The petition argues: “Indian Medical Council Act 1956 being a special act will prevail over consumer protection act so far as the conduct of doctors are concerned”.
They further contend that consumer adjudication involves summary procedures that are “unsuitable to examine complicated issues requiring expertise, such as medical negligence cases”.
The AHPI points to international practices, noting that many common law countries exclude medical practitioners from consumer protection laws because the profession is “sui generis” (unique). For instance, the petitioners cited the Netherlands and Finland, where medical dissatisfaction is handled through expert boards rather than commercial consumer forums.
The petition concludes that for India to align with international best practices, it must exclude healthcare from the CPA and allow special medical laws to be the “sole authority to adjudicate any dispute”.
Also, a petitioner, Dr Alexander Thomas, cites his personal experience in the petition. After completing his postgraduate specialisation from Christian Medical College, Vellore, he joined Bangalore Baptist Hospital, a charitable mission institution committed to serving the underprivileged.

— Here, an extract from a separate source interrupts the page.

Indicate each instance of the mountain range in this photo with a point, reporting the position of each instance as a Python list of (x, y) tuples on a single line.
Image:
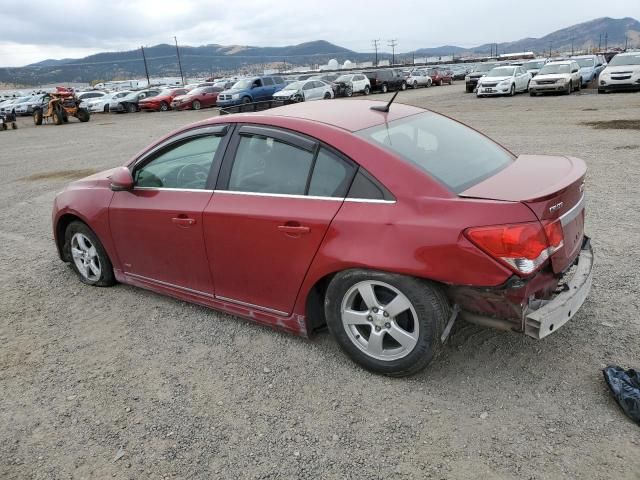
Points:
[(213, 58)]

The plea states that in 1996, he was named in a Consumer Forum case related to the management of a road traffic accident victim. Although the case was ultimately dismissed, “the prolonged and distressing litigation deeply demoralized his team and himself. The psychological toll was immense, and he seriously considered leaving the profession. That experience convinced him that litigation is not the path to justice or healing in healthcare”.
Instead, he dedicated his life, as per the plea, to placing the patient at the centre of his profession by building systems that are safer, more communicative, and responsive to patient needs.

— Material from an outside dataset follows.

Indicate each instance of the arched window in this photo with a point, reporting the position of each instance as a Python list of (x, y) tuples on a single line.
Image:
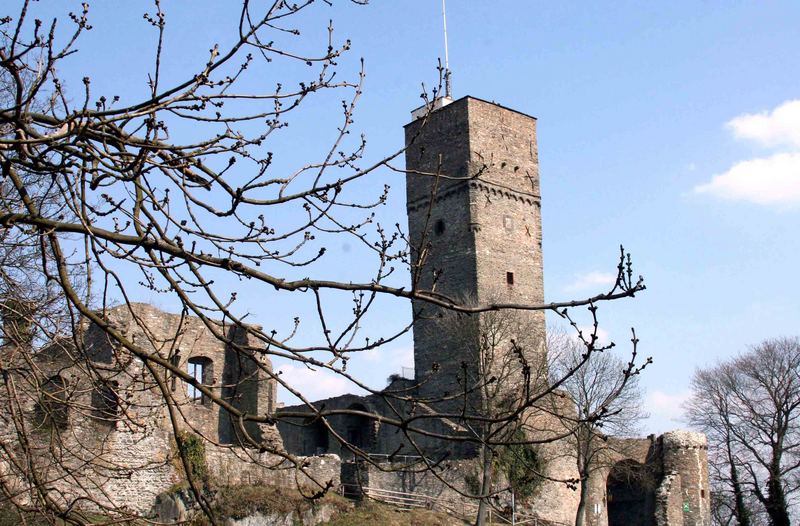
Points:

The petitioners also stated that “the Consumer Protection Act, in practice, has failed to achieve its foundational objective of swift redressal, as evidenced by the significant and persisting backlog of cases and prolonged delays, often extending over several years”.
The patient-doctor relationship, they said, occupies a singular and sacrosanct space within society, characterised by mutual trust, empathy, and compassion. However, since the inclusion of the medical profession under the ambit of the Consumer Protection Act, this relationship has “regrettably become transactional, with patients perceiving doctors increasingly as commercial service providers rather than as caregivers”.